Его супруга улыбнулась маркизу Тронтола.
— Тут нет никакого поэтического вымысла. Он просто говорит герцогине Асси то, что думает о ней. Его опьяняет смелость и бесстыдство публичности этих признаний. Это нравится мне в нем.
— Она держится хорошо; я довольна ею, — объявила леди Олимпия.
— Ей нужна публичность, чтобы наслаждаться, — возразила синьора Гиньоль.
Леди Олимпия заявила:
— Она беспечно наслаждается — и этим она обязана мне.
— Возможно. К тому же она здесь играет не больше, чем повсюду, всю свою жизнь. Ей хотелось бы теперь узнать, что чувствует тот, у кого… есть пороки.
— Принцесса, вы христианка, — заметил Зибелинд.
— Как это? — спросила Винон, искренне удивленная. Он пожал плечами и начал один из своих мучительных монологов.

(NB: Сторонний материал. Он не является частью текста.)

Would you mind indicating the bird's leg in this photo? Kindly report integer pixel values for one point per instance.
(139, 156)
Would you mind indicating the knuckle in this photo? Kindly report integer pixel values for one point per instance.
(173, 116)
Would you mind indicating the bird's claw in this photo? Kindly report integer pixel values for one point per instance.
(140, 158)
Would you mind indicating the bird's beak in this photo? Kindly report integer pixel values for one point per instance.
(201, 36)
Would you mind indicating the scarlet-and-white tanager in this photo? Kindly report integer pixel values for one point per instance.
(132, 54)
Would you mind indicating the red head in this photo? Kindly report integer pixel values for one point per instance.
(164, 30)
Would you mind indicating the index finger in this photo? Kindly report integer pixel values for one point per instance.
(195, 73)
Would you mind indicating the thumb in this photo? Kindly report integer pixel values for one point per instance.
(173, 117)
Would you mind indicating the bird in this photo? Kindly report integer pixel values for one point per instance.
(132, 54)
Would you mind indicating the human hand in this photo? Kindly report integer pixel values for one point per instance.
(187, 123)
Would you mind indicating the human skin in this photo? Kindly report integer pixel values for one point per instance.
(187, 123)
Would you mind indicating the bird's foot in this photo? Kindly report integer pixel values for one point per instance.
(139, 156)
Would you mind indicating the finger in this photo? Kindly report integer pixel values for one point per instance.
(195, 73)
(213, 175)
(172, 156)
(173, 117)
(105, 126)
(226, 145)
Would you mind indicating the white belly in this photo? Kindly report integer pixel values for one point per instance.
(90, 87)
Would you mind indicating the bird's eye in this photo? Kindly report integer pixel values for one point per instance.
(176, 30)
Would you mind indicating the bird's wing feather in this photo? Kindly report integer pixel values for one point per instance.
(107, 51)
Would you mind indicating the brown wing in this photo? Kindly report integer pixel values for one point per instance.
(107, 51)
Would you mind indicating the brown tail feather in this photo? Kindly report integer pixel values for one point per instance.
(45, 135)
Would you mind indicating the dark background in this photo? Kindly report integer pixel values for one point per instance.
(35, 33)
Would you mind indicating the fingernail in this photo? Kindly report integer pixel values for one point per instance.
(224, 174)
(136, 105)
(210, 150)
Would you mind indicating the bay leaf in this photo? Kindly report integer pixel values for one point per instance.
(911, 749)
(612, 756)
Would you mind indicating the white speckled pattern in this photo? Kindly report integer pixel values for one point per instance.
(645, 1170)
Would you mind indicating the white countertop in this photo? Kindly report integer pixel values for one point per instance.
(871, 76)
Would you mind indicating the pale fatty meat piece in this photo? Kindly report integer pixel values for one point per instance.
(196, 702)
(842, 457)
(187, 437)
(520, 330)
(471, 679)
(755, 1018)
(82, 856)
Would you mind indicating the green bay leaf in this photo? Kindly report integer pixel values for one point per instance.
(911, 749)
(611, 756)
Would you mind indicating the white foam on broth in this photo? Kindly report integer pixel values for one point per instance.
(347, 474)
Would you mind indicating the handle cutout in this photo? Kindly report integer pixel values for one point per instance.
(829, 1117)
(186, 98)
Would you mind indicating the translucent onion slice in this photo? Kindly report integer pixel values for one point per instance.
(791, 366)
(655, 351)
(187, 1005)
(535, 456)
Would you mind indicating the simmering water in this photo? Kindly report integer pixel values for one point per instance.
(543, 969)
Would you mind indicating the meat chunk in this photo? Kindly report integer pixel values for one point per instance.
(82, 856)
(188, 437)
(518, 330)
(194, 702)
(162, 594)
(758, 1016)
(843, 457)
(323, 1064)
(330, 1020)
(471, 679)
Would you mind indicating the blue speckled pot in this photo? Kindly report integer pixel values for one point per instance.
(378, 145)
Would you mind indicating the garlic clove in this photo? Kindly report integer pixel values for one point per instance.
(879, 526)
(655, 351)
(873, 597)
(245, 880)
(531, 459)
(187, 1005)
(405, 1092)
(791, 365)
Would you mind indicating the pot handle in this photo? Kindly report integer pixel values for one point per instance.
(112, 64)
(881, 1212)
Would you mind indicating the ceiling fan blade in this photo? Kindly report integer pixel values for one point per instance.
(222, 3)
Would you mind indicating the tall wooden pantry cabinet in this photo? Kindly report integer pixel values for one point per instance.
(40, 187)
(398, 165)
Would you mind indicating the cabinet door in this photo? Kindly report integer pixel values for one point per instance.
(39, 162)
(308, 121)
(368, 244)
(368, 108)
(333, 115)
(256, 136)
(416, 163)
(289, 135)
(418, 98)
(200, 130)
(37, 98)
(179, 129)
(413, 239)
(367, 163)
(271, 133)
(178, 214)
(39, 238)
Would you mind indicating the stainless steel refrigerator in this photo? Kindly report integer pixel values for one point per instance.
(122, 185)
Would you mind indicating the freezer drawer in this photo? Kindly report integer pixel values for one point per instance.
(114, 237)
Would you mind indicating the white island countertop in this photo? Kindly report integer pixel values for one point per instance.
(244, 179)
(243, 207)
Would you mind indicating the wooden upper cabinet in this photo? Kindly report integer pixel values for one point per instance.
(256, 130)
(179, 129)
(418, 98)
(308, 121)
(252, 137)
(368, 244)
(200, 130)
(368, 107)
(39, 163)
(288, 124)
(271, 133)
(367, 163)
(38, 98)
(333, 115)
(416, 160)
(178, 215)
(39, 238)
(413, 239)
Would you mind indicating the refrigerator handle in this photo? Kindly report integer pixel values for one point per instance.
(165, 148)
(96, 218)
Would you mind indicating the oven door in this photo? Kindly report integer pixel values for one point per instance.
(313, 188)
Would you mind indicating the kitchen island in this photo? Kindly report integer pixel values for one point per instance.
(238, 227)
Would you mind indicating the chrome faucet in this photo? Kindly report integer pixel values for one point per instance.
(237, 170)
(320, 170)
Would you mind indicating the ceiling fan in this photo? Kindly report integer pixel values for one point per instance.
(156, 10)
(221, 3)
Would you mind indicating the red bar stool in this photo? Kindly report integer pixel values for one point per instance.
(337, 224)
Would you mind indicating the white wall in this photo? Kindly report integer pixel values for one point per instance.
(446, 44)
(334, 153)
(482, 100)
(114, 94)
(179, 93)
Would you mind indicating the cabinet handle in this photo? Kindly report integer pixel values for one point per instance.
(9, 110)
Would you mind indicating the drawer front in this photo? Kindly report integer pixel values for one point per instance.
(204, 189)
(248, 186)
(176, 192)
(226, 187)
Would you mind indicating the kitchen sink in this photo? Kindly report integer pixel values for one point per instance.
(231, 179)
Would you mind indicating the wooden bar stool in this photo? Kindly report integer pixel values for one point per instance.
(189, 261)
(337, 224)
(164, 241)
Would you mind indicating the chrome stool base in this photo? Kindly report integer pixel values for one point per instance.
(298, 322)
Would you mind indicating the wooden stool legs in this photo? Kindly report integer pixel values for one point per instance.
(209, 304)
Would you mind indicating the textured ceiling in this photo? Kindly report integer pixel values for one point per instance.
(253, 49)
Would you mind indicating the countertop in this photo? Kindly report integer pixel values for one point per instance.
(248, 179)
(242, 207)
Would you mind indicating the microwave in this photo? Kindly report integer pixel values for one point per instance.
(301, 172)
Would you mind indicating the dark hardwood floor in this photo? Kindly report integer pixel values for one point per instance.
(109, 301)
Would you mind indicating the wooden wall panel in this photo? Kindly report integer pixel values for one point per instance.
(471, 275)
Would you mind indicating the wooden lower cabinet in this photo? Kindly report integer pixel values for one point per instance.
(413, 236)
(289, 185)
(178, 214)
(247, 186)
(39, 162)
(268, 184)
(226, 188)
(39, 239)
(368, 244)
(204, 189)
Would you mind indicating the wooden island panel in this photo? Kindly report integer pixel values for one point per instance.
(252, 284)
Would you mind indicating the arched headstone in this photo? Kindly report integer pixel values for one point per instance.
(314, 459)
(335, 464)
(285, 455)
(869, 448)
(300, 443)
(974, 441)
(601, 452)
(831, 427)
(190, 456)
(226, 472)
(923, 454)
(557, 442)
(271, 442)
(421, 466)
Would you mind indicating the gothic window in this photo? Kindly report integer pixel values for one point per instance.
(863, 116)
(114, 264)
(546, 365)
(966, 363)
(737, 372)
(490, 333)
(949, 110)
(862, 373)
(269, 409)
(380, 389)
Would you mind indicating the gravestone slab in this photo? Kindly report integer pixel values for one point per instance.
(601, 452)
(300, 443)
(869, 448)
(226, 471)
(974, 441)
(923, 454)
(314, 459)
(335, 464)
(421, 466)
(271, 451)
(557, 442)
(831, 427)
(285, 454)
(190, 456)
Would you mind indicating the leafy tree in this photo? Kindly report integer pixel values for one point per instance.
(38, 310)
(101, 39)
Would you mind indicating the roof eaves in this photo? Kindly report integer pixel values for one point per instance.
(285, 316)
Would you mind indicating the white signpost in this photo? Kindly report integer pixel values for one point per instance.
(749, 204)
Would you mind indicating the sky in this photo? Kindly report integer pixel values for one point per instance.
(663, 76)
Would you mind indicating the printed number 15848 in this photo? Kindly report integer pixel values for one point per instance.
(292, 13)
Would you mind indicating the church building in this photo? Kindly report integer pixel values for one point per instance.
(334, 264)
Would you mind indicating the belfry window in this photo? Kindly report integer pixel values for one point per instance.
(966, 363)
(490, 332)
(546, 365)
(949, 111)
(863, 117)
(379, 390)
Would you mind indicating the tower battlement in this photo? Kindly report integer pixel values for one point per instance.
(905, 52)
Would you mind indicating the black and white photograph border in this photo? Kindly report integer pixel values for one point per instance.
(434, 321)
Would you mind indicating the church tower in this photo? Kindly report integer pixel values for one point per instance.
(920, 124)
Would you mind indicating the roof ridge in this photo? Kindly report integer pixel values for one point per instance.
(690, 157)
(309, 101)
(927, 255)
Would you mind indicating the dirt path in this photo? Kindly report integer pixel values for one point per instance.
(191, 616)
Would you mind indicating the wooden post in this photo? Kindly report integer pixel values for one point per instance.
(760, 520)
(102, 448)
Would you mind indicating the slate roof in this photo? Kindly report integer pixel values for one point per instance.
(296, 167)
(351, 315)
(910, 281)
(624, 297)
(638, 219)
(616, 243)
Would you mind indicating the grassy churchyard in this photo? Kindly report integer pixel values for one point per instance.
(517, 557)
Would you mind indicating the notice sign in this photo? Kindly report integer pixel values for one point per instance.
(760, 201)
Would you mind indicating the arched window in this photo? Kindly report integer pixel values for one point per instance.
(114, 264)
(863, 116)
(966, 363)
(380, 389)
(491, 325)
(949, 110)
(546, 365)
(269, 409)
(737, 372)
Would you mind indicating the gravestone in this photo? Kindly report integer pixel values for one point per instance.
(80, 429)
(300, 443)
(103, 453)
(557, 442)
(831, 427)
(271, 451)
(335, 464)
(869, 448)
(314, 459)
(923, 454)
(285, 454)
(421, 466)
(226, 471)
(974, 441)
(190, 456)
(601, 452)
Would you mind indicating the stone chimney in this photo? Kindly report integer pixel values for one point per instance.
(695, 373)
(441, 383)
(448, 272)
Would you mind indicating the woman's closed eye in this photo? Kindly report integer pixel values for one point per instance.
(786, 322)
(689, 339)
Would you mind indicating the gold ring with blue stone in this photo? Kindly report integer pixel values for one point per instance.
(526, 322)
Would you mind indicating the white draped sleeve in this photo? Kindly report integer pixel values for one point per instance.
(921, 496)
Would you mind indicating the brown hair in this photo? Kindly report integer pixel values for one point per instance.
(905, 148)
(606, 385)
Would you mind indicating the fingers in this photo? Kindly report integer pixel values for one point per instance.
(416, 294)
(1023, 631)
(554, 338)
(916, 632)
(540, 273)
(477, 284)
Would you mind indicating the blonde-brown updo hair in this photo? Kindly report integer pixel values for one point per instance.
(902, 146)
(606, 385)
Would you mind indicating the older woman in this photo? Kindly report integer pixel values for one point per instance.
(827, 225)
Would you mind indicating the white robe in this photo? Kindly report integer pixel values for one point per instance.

— Пороки! Самое невыносимое это то, что для той женщины порока не существует. Ей недостает этого понятия. Она заранее объявляет хорошим все, что может в ней зародиться. Она верит в себя! Сколько людей уже умерло из-за нее, измельчало или сделалось предателями: Павиц, Делла Пергола, тысячи жертв ее идеалистической пропаганды, наконец, Якобус и, я думаю, скоро и этот Жан Гиньоль. Сколько страдала она сама, когда от нее ускользала какая-нибудь мечта, когда она металась в новой тоске. Я видел это в Венеции, но не испытывал никакого удовлетворения. Она призывает также страдание и принимает его охотно. Жажда свободы! Лихорадка искусства! Она еще вся была во власти второй, когда я предсказал ей ужасное третье: любовное неистовство! Но ей желанно все, что создает повышенное чувство жизни. Все для нее игра, цель которой — красивый жест и сильный трепет. Никакое опьянение не уносит ее навсегда, никакое несчастье не может сломить ее, никакое разочарование не вызовет в ней сомнения — в жизни или в собственном обаянии. До последнего издыхания она готова пробовать новое. Даже из смерти — да, даже из нее, единственной, которая могла бы отомстить за нас, своих робких поклонников, тем, кто ненавидит ее, — даже из смерти она сделает удовольствие, сцену, игру!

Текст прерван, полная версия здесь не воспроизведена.